How much a woman weighs when she gets pregnant and how much weight she gains during pregnancy can affect her health and that of her baby. Entering pregnancy with a normal body mass index (BMI) and gaining weight within the recommended levels during pregnancy are important ways to protect a mother’s and a child’s health.1
The Institute of Medicine recommends the following ranges of weight gain during pregnancy for American women:
- Pregnant women who are underweight (BMI of less than 18.5) should gain 28 to 40 pounds.
- Pregnant women at a normal weight (BMI of 18.5 to 24.9) should gain 25 to 35 pounds.
- Overweight pregnant women (BMI of 25 to 29.9) should gain 15 to 25 pounds.
- Obese pregnant women (BMI greater than 30) should limit weight gain to 11 to 20 pounds.1
Recent NICHD research shows that gaining more weight during pregnancy than recommended increases the risk for complications.

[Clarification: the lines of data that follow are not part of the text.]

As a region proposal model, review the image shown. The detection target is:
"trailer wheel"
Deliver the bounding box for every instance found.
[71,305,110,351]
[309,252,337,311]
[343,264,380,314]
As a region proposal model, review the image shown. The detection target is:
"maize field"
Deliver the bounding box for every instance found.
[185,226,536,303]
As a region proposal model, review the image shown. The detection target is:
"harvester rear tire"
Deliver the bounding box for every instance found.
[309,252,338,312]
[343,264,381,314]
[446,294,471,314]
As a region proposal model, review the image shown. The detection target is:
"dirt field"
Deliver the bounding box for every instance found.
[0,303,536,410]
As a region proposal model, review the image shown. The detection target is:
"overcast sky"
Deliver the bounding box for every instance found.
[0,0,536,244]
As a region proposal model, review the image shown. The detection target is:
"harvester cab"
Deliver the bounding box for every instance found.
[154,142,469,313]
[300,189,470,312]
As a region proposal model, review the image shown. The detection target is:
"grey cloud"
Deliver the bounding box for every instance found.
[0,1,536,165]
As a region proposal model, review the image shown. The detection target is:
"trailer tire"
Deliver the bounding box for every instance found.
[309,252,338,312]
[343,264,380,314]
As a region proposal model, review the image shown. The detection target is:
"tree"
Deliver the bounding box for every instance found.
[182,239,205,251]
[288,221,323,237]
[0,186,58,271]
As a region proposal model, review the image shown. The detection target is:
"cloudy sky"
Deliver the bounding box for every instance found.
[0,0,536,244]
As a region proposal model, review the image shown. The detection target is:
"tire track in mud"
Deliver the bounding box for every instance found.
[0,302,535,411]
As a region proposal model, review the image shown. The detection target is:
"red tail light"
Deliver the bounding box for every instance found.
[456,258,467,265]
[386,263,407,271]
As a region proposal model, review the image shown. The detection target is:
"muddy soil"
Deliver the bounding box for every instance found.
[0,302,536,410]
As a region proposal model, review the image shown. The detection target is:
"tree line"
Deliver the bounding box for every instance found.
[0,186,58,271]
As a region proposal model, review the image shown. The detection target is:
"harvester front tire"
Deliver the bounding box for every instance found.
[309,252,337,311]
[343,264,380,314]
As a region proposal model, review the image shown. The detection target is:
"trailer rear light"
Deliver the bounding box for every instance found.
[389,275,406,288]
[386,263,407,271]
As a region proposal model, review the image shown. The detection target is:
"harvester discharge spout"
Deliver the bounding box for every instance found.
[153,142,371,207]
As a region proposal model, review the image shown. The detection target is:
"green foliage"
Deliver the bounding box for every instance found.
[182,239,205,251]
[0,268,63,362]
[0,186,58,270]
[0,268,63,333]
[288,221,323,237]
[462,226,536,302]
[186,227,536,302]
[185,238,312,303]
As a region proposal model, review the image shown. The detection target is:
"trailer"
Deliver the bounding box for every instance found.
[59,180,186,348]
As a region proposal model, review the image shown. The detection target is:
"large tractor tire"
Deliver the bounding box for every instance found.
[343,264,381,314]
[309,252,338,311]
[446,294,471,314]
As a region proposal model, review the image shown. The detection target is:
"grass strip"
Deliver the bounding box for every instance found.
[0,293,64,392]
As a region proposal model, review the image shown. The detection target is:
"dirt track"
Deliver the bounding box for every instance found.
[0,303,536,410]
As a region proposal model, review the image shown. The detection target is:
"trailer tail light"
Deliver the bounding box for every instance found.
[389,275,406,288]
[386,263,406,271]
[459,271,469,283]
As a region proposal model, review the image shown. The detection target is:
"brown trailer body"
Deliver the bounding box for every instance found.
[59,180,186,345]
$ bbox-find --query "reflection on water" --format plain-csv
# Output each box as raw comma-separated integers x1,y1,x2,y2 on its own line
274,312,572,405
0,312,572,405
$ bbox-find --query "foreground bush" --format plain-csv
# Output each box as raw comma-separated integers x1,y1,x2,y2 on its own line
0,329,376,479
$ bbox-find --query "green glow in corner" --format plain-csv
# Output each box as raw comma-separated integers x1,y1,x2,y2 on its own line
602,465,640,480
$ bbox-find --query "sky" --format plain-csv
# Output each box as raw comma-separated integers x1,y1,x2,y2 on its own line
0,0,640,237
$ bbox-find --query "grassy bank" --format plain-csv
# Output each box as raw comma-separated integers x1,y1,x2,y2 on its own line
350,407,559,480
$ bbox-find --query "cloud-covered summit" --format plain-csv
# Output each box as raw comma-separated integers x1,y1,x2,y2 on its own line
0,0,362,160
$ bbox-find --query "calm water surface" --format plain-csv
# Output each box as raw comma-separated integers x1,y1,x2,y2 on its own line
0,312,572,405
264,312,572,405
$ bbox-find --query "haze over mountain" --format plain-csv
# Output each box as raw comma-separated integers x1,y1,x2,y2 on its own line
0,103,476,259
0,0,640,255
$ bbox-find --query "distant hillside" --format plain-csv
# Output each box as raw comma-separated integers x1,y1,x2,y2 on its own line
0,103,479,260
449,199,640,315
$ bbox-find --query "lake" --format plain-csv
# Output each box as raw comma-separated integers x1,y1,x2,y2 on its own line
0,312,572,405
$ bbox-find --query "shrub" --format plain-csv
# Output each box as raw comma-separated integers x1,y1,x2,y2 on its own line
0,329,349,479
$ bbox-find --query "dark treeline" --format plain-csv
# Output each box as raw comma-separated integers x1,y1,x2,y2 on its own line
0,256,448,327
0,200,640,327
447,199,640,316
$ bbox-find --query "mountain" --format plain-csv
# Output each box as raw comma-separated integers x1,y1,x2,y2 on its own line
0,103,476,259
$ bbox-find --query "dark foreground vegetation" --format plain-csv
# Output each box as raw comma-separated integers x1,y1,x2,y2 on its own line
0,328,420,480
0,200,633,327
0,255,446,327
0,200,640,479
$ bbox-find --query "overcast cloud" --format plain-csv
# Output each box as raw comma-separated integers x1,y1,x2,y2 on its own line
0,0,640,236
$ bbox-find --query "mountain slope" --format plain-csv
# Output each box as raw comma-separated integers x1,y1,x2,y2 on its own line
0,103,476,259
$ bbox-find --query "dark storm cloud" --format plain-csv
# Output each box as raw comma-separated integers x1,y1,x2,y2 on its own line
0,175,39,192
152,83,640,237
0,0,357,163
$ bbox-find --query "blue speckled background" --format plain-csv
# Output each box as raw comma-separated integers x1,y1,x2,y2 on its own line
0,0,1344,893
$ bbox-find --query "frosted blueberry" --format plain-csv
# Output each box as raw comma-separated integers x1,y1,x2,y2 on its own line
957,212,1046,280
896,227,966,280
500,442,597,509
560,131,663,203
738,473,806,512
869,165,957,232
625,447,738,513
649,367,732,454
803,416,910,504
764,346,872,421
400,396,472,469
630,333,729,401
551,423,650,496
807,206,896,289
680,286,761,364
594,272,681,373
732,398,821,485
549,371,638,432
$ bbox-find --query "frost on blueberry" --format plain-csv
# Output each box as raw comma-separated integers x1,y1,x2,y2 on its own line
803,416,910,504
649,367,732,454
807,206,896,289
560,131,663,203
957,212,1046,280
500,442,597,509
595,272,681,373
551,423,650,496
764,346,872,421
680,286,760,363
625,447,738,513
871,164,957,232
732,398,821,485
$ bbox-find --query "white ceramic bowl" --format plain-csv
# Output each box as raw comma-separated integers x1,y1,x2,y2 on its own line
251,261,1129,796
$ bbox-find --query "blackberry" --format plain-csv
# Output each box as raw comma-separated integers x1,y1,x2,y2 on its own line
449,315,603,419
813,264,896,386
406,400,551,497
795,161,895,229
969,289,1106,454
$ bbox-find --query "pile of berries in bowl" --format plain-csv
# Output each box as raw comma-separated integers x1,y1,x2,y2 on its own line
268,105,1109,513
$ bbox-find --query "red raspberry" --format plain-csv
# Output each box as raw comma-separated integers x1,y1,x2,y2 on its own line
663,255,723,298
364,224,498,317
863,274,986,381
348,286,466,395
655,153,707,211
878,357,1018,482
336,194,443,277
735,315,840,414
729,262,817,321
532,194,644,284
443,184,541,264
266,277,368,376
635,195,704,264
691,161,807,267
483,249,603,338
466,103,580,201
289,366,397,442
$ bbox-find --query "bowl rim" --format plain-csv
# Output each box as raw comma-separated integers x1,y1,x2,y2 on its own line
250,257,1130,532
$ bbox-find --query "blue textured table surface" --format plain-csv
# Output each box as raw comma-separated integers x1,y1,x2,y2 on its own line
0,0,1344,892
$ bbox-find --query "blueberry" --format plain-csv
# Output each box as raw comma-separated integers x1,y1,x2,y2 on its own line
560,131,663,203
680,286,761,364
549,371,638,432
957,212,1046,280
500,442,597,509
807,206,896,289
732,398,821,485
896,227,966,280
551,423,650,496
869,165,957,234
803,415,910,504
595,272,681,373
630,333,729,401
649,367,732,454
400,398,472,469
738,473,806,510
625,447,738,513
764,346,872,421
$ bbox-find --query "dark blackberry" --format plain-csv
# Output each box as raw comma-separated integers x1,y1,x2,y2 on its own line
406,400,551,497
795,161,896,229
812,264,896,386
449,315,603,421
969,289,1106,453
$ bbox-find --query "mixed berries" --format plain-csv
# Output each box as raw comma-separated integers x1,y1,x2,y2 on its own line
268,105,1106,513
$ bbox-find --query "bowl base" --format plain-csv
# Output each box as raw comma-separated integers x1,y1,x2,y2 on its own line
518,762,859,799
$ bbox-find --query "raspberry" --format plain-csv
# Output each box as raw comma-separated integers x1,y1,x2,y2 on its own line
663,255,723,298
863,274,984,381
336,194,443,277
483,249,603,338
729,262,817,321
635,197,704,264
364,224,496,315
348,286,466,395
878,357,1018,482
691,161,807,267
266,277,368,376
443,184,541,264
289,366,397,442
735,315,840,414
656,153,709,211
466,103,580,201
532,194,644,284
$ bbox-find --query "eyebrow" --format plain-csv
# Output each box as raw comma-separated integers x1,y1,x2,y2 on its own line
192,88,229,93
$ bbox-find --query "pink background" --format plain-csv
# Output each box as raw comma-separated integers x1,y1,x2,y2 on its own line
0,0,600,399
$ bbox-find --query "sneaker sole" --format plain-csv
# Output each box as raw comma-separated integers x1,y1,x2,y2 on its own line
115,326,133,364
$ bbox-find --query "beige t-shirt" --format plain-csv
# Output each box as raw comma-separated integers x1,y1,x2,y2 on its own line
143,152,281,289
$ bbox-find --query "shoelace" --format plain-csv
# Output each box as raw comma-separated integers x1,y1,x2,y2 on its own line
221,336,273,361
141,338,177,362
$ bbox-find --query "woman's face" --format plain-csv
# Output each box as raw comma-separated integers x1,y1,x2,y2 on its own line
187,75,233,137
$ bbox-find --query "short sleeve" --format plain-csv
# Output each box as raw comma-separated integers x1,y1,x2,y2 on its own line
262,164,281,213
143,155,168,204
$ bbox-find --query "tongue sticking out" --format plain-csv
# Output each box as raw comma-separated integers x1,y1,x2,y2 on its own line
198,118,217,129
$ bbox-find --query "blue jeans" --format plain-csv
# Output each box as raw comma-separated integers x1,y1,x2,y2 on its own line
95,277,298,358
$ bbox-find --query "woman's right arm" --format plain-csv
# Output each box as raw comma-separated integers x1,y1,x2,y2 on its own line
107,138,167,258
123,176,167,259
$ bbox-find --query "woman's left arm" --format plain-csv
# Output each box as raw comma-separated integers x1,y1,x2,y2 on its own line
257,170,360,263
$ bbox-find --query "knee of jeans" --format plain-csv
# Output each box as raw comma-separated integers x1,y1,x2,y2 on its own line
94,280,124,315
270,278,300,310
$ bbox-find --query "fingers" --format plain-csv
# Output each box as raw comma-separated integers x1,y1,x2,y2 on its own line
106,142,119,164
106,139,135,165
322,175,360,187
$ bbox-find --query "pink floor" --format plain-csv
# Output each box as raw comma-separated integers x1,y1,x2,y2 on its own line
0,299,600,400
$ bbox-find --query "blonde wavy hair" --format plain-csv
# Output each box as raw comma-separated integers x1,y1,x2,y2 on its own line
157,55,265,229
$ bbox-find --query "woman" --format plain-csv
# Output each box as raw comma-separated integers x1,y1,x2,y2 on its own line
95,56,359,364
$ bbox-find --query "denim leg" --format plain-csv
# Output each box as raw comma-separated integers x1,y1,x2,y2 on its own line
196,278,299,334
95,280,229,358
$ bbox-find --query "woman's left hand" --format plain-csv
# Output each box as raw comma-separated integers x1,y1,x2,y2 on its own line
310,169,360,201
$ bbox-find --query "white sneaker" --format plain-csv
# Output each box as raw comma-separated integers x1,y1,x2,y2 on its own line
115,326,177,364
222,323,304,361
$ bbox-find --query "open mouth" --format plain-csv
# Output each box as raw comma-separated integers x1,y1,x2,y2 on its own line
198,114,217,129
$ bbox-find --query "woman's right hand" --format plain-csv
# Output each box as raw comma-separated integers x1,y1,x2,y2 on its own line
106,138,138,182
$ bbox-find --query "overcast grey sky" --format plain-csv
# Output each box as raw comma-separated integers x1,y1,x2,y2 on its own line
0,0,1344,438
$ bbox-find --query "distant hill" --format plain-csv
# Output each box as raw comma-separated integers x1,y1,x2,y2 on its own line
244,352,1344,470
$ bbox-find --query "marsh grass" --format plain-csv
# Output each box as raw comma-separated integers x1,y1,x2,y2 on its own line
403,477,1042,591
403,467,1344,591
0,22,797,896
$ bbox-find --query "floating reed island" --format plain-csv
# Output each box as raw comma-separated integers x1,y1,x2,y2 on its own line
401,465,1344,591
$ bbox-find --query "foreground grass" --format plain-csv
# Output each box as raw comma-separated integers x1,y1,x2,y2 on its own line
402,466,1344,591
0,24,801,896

Obesity-related Health Risks for Mothers
Gestational diabetes is diabetes that begins during pregnancy. Women who have had gestational diabetes are at a higher lifetime risk for obesity and type 2 diabetes.
Obesity-related Health Risks for Fetuses
The developing fetuses of obese women also are at increased risk for health problems. For example, researchers found a connection between maternal obesity and neural tube defects, in which the brain or spinal column does not form properly in early development. Also, research suggests that obesity increases a woman’s chance of giving birth to a child with a heart defect by around 15%.2
Gestational diabetes also can cause problems for a newborn, including dangerously low blood sugar, large body size that may cause injuries at birth, and high bilirubin levels, which can cause other health problems.2
Children whose mothers had gestational diabetes also are at a higher lifetime risk for obesity and type 2 diabetes.2
Preventing Obesity and Overweight in Pregnancy
In light of the rise in rates of obesity in the United States, the American Congress of Obstetricians and Gynecologists encourages women to seek guidance about nutrition and weight reduction from a health care provider if they are overweight and considering getting pregnant.3
Good nutrition, staying active, and gaining the right amount of weight are important ways to promote a healthy pregnancy. The Weight-control Information Network provides tips on maintaining a healthy pregnancy.